The new Cold War

Cold War II is here and the channel must think about its implications. Pete Marcus, group planning director, Harvard Communications, pinpoints what is at stake.

“China has an overall goal . . . to become the leading country in the world, the wealthiest country in the world and the most powerful country in the world,” President Biden said in his first press conference in March 2021. “That’s not going to happen on my watch.”

If you hadn’t noticed, we’ve entered a new Cold War – and technology is at the heart of it.

At the same press conference, Biden also told his audience: “I predict to you, your children or grandchildren are going to be doing their doctoral thesis on the issue of who succeeded: autocracy or democracy?”

Meanwhile Biden’s infrastructure plan states frankly in its opening paragraph that it’s designed to help “position the United States to out-compete China.” And the UK government’s integrated review of security, defence and foreign policy for the next decade prioritises “improving our ability to respond to the systemic challenge that China poses to our security, prosperity and values.”

Conversely, “China is betting that the West is in irreversible decline”, The Economist wrote in April. “China is now applying calculated doses of pain to shock Westerners into realising that the old, American-led order is ending.”

Welcome to Cold War II

This is what the historian Niall Ferguson calls “Cold War II”. Western countries have woken up to the rise of China and the fact that it creates a clear danger to their hegemony in global trade and politics for the rest of the 21st century. But why does this matter to the tech sector?

The strategic lever in any war is the control of resources. In Cold War I, during the second half of the twentieth century, that was about the oil, coal and gas that fuelled economies and armies, and, to a lesser extent, the mass media that informed the public. Control those, and you were hard to beat.

But in Cold War II, the strategic resources are technology – the internet, chips, data, telecoms networks, AI and more.
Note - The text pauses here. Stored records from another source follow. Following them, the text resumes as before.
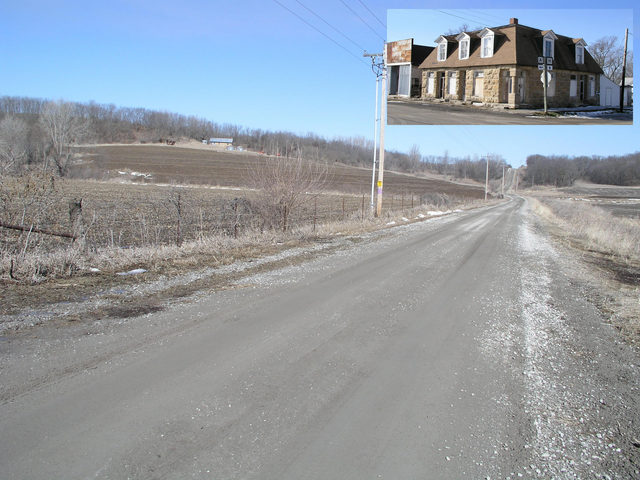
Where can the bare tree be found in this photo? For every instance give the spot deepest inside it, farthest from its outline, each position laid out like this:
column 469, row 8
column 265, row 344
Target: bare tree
column 63, row 128
column 414, row 157
column 14, row 145
column 283, row 184
column 608, row 53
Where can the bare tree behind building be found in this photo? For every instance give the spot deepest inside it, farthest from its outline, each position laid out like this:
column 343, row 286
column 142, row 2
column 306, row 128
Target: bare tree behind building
column 62, row 127
column 14, row 146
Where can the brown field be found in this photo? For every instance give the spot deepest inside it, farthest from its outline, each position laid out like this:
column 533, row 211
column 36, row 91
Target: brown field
column 197, row 166
column 620, row 201
column 185, row 195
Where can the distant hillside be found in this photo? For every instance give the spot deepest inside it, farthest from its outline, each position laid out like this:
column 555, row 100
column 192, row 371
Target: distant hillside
column 202, row 166
column 562, row 171
column 23, row 124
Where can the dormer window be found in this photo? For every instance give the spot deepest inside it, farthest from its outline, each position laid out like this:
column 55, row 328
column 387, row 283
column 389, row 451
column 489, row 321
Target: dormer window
column 486, row 43
column 580, row 44
column 548, row 43
column 463, row 49
column 442, row 48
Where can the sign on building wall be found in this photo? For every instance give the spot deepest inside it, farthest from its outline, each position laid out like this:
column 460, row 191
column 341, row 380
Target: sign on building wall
column 399, row 51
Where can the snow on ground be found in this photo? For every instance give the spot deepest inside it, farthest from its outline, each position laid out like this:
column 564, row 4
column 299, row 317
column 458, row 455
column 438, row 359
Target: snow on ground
column 570, row 439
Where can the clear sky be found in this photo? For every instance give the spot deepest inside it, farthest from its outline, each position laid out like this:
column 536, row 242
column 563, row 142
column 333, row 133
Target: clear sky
column 256, row 64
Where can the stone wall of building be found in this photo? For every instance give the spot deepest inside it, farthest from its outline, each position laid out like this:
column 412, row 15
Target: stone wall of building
column 504, row 85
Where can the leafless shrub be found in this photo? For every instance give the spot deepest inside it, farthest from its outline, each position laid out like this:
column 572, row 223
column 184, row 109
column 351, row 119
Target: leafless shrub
column 283, row 184
column 598, row 228
column 63, row 127
column 14, row 147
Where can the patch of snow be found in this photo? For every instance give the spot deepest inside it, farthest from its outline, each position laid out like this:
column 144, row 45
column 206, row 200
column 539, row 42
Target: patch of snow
column 135, row 271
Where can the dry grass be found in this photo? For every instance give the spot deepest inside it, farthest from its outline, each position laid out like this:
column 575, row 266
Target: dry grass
column 595, row 228
column 213, row 248
column 610, row 247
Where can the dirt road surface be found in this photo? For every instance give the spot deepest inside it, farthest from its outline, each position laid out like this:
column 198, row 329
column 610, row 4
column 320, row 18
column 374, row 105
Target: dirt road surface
column 460, row 347
column 415, row 113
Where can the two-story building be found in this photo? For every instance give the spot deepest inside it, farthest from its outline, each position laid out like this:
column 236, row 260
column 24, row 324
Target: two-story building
column 501, row 65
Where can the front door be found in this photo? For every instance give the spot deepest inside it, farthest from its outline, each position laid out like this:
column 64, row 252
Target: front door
column 463, row 84
column 521, row 86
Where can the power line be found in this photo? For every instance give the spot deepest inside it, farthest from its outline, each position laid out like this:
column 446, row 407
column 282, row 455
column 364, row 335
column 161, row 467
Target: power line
column 373, row 14
column 322, row 33
column 481, row 13
column 362, row 20
column 334, row 28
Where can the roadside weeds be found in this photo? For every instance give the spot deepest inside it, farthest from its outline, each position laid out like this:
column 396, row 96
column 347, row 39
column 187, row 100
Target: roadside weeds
column 161, row 275
column 609, row 244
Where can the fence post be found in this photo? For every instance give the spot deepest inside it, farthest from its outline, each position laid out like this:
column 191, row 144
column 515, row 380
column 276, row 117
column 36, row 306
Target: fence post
column 315, row 213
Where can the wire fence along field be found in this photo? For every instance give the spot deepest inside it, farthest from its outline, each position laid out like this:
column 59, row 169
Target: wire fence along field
column 47, row 214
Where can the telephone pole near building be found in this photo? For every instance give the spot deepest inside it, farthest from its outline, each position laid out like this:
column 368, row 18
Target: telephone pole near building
column 378, row 69
column 486, row 181
column 383, row 115
column 624, row 69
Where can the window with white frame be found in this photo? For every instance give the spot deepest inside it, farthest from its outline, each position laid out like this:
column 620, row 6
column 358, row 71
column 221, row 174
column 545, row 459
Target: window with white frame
column 442, row 51
column 487, row 46
column 551, row 84
column 579, row 54
column 464, row 49
column 478, row 83
column 548, row 44
column 573, row 86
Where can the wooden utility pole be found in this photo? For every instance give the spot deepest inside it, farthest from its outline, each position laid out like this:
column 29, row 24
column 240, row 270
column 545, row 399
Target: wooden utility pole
column 486, row 182
column 377, row 68
column 383, row 120
column 624, row 68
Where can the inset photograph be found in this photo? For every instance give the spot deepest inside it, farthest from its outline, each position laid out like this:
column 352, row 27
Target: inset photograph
column 535, row 67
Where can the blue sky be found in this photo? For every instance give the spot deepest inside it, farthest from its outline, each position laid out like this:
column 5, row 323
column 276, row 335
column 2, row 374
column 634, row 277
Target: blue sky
column 255, row 64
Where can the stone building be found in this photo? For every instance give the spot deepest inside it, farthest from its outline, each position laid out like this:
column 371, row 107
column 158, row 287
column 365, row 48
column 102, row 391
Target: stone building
column 503, row 65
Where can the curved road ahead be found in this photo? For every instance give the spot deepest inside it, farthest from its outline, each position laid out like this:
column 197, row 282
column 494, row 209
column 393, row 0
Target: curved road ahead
column 442, row 349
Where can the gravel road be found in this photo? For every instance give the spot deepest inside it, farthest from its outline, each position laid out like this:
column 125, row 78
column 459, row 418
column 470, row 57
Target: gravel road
column 459, row 347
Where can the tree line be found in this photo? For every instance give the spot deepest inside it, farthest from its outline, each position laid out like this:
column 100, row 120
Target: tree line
column 40, row 131
column 562, row 171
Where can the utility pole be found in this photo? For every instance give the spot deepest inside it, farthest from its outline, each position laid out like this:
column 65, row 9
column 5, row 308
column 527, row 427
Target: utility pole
column 383, row 115
column 624, row 68
column 486, row 182
column 378, row 68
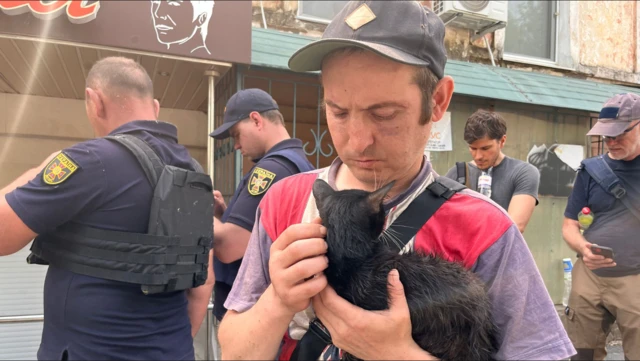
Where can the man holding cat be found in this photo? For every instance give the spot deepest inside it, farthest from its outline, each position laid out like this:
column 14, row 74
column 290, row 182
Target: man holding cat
column 383, row 76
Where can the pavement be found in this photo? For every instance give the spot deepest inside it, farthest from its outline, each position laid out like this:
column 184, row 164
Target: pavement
column 614, row 340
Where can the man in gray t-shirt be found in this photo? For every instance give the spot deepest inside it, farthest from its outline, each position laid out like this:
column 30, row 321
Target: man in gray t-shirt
column 514, row 184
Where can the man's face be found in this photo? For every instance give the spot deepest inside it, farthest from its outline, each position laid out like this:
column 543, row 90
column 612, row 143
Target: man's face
column 485, row 151
column 373, row 114
column 246, row 140
column 626, row 146
column 173, row 20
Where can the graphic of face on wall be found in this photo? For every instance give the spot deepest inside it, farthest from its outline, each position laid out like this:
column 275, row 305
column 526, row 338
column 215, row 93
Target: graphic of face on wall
column 182, row 23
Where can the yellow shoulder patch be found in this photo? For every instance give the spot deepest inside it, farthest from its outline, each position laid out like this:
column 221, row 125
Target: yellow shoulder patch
column 260, row 181
column 59, row 169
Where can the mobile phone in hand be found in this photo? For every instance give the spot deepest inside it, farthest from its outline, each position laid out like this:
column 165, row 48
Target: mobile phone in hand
column 607, row 252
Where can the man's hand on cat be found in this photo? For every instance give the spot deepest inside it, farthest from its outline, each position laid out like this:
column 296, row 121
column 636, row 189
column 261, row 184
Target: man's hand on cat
column 296, row 264
column 370, row 335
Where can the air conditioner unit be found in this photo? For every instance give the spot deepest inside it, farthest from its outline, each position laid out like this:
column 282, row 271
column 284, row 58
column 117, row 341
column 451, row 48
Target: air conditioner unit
column 481, row 16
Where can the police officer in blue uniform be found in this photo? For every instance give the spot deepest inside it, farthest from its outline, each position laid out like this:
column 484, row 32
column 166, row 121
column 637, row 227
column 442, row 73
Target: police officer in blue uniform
column 254, row 121
column 100, row 184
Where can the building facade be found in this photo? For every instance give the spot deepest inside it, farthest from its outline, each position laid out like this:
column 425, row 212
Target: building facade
column 556, row 62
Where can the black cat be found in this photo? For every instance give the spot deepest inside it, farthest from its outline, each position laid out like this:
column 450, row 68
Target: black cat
column 450, row 311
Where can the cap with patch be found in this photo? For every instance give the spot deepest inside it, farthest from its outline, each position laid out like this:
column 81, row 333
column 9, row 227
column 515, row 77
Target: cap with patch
column 403, row 31
column 616, row 115
column 240, row 105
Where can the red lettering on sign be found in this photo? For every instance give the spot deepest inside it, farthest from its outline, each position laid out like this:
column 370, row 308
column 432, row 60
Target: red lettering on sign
column 78, row 12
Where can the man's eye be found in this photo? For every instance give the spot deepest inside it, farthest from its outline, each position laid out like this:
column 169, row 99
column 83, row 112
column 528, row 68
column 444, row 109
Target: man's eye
column 386, row 116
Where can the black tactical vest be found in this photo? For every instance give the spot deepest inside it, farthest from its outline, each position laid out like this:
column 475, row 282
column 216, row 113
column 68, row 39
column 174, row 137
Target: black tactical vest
column 174, row 253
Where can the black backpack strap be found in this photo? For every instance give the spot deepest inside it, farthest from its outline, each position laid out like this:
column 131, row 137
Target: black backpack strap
column 196, row 166
column 461, row 169
column 421, row 209
column 600, row 172
column 147, row 157
column 316, row 339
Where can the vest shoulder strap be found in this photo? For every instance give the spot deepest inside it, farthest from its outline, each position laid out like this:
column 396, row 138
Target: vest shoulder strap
column 146, row 156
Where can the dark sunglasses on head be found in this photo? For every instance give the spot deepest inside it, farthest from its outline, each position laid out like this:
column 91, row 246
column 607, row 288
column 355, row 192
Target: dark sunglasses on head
column 606, row 138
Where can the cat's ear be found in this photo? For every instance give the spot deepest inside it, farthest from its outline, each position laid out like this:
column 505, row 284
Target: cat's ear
column 375, row 198
column 321, row 191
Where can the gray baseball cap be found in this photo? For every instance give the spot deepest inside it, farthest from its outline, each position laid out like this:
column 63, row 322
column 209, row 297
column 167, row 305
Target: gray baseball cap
column 616, row 115
column 240, row 106
column 404, row 31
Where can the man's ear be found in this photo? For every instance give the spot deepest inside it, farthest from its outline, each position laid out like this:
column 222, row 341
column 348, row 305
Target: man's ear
column 441, row 98
column 201, row 19
column 95, row 102
column 256, row 120
column 156, row 107
column 502, row 141
column 321, row 191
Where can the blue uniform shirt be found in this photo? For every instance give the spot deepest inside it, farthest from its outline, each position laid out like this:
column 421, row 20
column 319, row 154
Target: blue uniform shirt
column 241, row 210
column 92, row 318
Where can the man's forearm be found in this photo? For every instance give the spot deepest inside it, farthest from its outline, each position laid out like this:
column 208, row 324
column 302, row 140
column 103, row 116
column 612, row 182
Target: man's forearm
column 198, row 301
column 571, row 234
column 229, row 241
column 255, row 334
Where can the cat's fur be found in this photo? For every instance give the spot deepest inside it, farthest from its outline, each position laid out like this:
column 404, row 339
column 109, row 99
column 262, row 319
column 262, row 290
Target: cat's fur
column 450, row 311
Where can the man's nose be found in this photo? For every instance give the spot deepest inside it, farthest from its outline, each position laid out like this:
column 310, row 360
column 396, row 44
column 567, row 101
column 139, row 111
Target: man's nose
column 360, row 134
column 160, row 11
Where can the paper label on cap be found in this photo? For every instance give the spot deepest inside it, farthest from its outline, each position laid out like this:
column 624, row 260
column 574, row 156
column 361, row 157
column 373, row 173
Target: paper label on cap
column 360, row 17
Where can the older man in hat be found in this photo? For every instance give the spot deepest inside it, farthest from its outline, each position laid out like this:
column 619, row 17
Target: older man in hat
column 605, row 280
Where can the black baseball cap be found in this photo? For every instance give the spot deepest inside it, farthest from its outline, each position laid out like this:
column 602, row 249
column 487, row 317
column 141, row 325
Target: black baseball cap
column 404, row 31
column 616, row 115
column 240, row 105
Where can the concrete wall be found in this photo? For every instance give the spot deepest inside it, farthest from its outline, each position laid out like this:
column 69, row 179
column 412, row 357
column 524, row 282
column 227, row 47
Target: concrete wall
column 32, row 127
column 596, row 39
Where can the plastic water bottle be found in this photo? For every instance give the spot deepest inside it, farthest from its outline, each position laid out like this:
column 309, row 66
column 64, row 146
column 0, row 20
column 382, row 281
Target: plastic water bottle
column 585, row 218
column 484, row 183
column 568, row 266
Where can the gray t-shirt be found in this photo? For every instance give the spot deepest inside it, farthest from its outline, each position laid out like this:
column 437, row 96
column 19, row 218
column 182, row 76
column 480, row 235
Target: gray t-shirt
column 509, row 178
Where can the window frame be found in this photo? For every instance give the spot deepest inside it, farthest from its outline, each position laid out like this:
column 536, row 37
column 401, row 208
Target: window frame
column 307, row 17
column 535, row 60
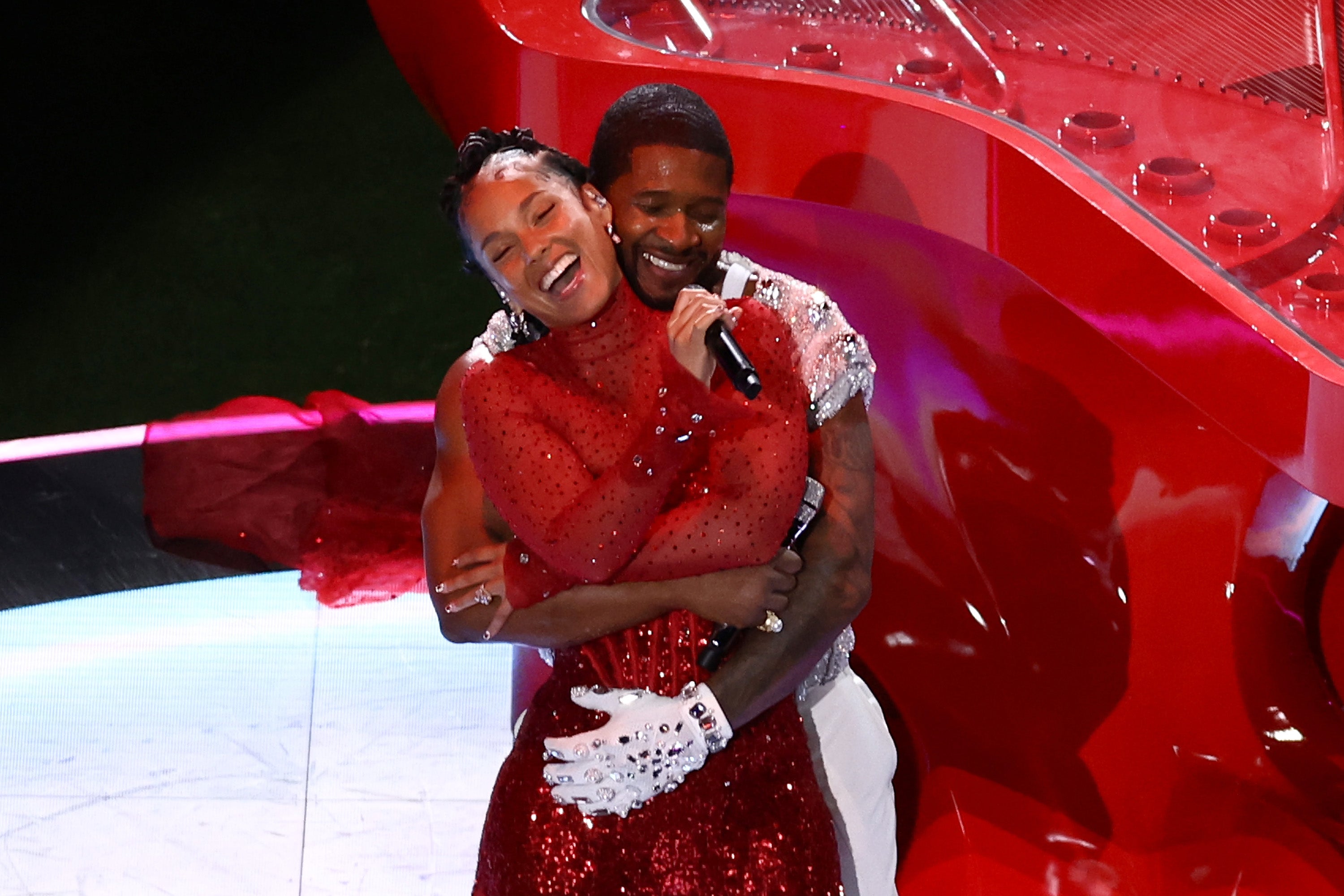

That’s because this technology controls economic value today, as well as more and more aspects of society’s infrastructure.

How it all began

We’ve already seen the early skirmishes of the tech-focused Cold War II. President Trump came into power in 2017 having made China his public enemy number one. But he didn’t attack them by banning their oil companies or financial services firms. He clamped down on Chinese tech firms – first Huawei, and then TikTok and Xiaomi. He blocked investment, disrupted supply chains and scuppered efforts at growing in the US market. He was trying to strangle these Chinese tech brands to death and maintain American superiority.

The pandemic in 2020 probably accelerated the beginnings of Cold War II as well. In the space of a year, the number of Americans who thought that China was their number one global adversary went from 22 per cent to 45 per cent.

A clash between China and the West was probably inevitable at some stage this century, because of the Thucydides Trap – the historical fact that tension (and usually war) is always generated between the existing hegemon and the rising power.

Obama in the US and Cameron in the UK tried to avoid that trap – or at least put it off – by binding China into the global economic order. Trump’s election scuppered that approach and his provocative behaviour probably just brought the inevitable clash forward a decade or so.

The implications for tech

But here we are, at the start of Cold War II. What does it mean for the tech sector? It feels inevitable that Western tech companies will be recruited into this fight, just as aerospace, industrial and energy companies were during Cold War I. Tech companies are the Boeing, Dow Chemical and Shell of Cold War II. That’s a fundamental shift for businesses who’ve prided themselves on their careful political neutrality for the past few decades.

It puts geopolitics much higher up the agenda for vendors, MSP and resellers. They’ll need to show how they are playing their part in this global struggle. They’ll also have to prove that they encourage freedom rather than, say, tracking our data or deploying algorithms that inhibit our choices. This will generate tough choices and ethical dilemmas – like whether to get involved in military and governmental contracts.

These implications won’t hit most tech companies immediately, of course. Cold War II is still in its nascent stages. But if history is anything to go by, Cold War II is likely to be with us for decades.